Indonesia’s Central Bank, Bank Indonesia (BI), have united with the national police service to tackle the illegal use of Bitcoin in Bali. According to them, the tourist hot spot is much more likely to attract people trying to use the cryptocurrency for transactions that are outside the law. The Jakarta Post and local language news source Tempo.co report that on Saturday, January 13, a senior member from BI, Causa Iman Karana, announced the clampdown in Dempasar, the capital of the romantic island getaway location:
“We are looking out for bitcoin transactions in Bali, particularly in tourist spots. We will take measures against non-rupiah transactions.”
Karana also called on the people of Bali to not accept transactions using digital money. For the banker, it is the lack of central authority regulating transactions that is a primary cause for concern. Like most central bankers, the fear of their own pending redundancy was also a likely motivating factor behind his words.

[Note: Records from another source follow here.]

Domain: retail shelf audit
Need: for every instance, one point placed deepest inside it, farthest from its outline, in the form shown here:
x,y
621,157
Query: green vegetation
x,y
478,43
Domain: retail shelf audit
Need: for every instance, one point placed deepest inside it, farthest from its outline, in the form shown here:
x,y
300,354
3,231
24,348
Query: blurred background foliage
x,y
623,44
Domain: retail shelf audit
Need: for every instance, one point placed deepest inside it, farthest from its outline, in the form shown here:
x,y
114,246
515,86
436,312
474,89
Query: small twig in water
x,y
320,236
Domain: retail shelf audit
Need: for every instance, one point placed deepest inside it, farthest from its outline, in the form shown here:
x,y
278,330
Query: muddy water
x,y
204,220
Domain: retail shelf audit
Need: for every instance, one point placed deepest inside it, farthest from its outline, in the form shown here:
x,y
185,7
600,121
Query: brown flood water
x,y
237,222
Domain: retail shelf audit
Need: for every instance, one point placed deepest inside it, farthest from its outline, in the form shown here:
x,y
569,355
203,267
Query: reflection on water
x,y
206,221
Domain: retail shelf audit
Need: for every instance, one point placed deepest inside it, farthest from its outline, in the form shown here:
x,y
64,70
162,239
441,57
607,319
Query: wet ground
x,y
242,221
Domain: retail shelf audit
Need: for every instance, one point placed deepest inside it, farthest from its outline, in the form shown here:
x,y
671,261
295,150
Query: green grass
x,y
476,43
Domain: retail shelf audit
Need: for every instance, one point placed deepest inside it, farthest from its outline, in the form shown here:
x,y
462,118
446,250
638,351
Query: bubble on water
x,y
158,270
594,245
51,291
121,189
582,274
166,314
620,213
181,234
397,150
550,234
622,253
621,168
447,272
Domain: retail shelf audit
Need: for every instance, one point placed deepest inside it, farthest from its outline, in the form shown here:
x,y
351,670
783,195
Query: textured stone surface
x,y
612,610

This recent crackdown in Bali is part of a wider initiative against the use of cryptocurrency in the nation of Indonesia. According to national legislators, making transactions in Bitcoin violates Law No. 7/2011 on currency. This recent reiteration underlines the initiative penned at the bank late last year. In early December, Bank Indonesia issued BI Regulation No. PBI: 19/12/PBI/2017. This expressly banned the use of digital currency in Indonesia and stated that all transactions and payments must be made using the national currency, the rupiah. A spokesperson for the bank, Agusman, at the time spoke of the risks posed to those getting involved in the digital currency space. Like Karana, he too deemed the primary issue with virtual money transactions the lack of centralised control:
“We warned people not to carry out transactions with virtual money because there is no authority that regulates the transactions.”

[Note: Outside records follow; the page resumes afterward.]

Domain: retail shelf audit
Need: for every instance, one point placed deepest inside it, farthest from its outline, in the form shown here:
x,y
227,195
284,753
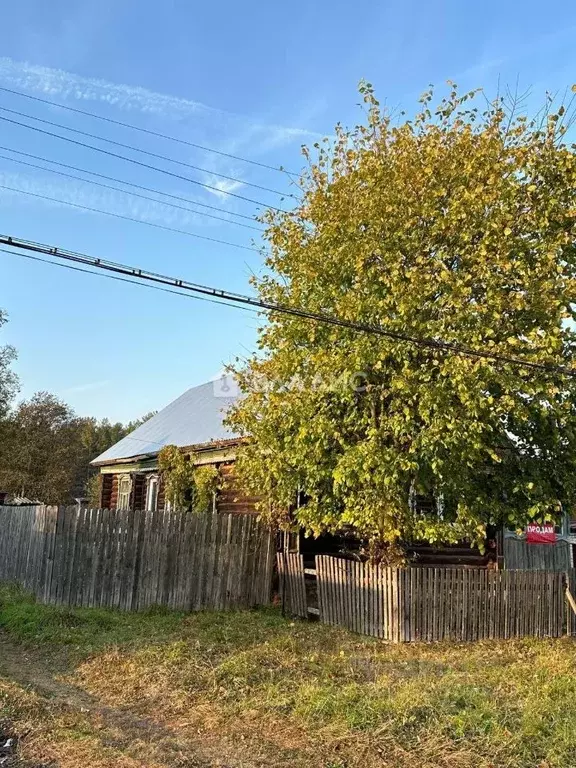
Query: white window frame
x,y
124,495
152,487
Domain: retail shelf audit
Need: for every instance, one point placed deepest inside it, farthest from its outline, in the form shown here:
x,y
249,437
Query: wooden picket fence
x,y
430,604
133,560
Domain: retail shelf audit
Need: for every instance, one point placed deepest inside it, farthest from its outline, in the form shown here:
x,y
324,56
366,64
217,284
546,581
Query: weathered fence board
x,y
133,560
435,604
292,583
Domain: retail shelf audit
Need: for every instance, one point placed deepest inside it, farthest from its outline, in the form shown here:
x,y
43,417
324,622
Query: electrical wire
x,y
127,280
138,273
128,192
132,148
159,135
142,165
127,183
128,218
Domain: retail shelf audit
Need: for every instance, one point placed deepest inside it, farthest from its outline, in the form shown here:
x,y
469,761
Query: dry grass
x,y
253,689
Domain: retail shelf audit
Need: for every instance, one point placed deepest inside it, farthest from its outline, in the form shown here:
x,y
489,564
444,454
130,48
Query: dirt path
x,y
133,735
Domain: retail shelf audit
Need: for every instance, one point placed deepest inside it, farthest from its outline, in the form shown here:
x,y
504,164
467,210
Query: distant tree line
x,y
45,448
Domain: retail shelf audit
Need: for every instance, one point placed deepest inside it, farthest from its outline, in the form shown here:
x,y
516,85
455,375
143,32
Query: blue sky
x,y
255,79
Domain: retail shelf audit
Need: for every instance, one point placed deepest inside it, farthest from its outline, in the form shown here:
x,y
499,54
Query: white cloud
x,y
84,195
72,87
87,387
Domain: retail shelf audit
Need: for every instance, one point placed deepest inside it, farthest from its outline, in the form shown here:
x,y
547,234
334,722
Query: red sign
x,y
540,534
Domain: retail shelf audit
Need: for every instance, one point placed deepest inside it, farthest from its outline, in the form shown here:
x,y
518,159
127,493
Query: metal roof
x,y
195,418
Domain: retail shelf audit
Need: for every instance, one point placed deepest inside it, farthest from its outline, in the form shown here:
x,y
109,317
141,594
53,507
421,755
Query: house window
x,y
124,492
152,494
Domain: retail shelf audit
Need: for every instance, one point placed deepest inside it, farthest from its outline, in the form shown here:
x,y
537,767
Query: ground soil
x,y
137,737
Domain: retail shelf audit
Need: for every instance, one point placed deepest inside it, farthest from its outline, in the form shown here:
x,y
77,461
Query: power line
x,y
126,191
154,277
128,218
127,183
126,280
138,162
145,152
148,131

The bank spokesperson went on to highlight the speculative risk of using Bitcoin and other cryptocurrencies. Also amongst his concerns were the dangerous posed to the state because of money laundering, as well as the ease with which virtual currencies could be used to finance terrorism. Agusman concluded with a straight forward message for the people of his country:
Therefore, [BI] wants all parties not to sell, buy or trade the virtual currency.
Indonesia isn’t the first and it certainly won’t be the last country who attempts to stamp out the use of virtual currencies by force. Across the globe, Bolivia, Algeria, Ecuador, and Nepal are amongst those nations that have issued an outright ban on the use and trading of digital currencies. However, such small economies are incapable of moving the price of BTC or any other currency in any dramatic fashion. If the global popularity of crypto continues to grow, it’s likely that these States will be forced to liberalise their knee-jerk legislation or else get left further behind the planet’s larger economies.